Full Recipe: $2.12
Per Serving: $0.53 each
Recipe By: Susie T. Gibbs
Serving Size: 4 servings Yield: 2 1/2 cups
Prep. Time: 10 Minutes
Cooking Time: 15 Minutes Stove Top
Start to Finish: 25 Minutes
This ground meat mixture forms the basis for many low-carb dishes and can be cooked in bulk and packaged in 1/2 cup or 1 cup units for easy transformation on the fly.
- 4 ounces onion, chopped (about 1 medium)
- 1 pound ground chuck
- 1 tablespoon parsley, freeze-dried
- 1 teaspoon granulated garlic
- 1/2 teaspoon thyme, dried
- 1/2 teaspoon red pepper flakes
- 1 teaspoon kosher salt
- 1/2 teaspoon black pepper — freshly ground
- 1 tablespoon Worcestershire sauce
- Crumble beef into medium saute pan. Add all ingredients except Worcestershire Sauce. Cook mixture over high heat until meat begins to brown and onions become translucent. Add Worcestershire sauce in the last 5 minutes of cooking to avoid burning the mixture.
- Remove from heat. Portion and use meat base 1 immediately, or allow meat base 1 to cool. Portion in 1/2 to 1 cup size units and freeze or refrigerate for later use.

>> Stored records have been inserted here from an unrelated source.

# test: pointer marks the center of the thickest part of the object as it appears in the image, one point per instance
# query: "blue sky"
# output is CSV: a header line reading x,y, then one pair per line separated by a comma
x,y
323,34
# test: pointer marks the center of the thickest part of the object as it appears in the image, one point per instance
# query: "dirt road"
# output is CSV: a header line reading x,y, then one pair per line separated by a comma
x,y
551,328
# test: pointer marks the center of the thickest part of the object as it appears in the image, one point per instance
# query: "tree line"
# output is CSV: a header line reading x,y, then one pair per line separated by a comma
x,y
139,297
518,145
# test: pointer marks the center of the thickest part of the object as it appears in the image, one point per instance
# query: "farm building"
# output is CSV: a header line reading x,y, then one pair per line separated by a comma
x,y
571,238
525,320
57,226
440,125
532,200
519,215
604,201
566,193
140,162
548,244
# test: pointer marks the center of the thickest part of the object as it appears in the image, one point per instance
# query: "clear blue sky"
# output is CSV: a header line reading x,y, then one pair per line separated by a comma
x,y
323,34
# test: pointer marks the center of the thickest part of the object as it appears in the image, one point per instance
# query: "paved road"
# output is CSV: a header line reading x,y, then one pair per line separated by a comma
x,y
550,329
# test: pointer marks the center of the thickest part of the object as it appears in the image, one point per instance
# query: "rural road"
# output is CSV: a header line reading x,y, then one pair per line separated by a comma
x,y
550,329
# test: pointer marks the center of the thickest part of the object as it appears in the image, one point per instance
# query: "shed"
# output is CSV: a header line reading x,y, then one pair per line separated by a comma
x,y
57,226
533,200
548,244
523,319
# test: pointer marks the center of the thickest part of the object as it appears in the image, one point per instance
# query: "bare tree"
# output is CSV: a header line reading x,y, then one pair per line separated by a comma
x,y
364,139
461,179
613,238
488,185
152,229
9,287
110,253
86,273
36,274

Per Serving: 316 Calories; 24g Fat; 21g Protein; 3.75g Carbohydrate; .75g Dietary Fiber; 85mg Cholesterol; 587mg Sodium; 3g Net Carbohydrate.
Serving Ideas: Combine meat base 1 with onions, peppers, and cheese for a poor man’s low carb Philly cheese steak mix, or use it to make taco meat, and low carb sloppy joe’s of all varieties. Combine with sauteed mushrooms and roasted tomato marinara sauce for a hearty low carb Italian meat sauce made from scratch. Use in casseroles, soups, stews, stir fries such as crack slaw, and even stuffed peppers. The possibilities are endless.
SUSIE T’s NOTES :
This recipe doubles and triples like a champ! Just don’t double or triple the salt. Add salt in increments to suit your palette! Include this base in a variety of dishes. You can Bubba Gump the Meat Base 1 until the cows come home, and will never be able to fully think of every possible derivation.
If you want to reduce calories and fat per serving, try using leaner cuts of ground meat such as 90/10 sirloin, buffalo, venison, elk, lamb, turkey breast (skinless), or chicken breast (skinless). You can also drain off any fat from the pan and rinse it with hot water prior to adding the spices and Worcestershire sauce. I don’t recommend the last method of calorie/fat reduction. Fat is your friend in a low carb or controlled carb world.
Friends, if you’re going Paleo, you know the drill. Make that meat grass-fed and those veggies organic. The budget will change, but boy will it taste delicious!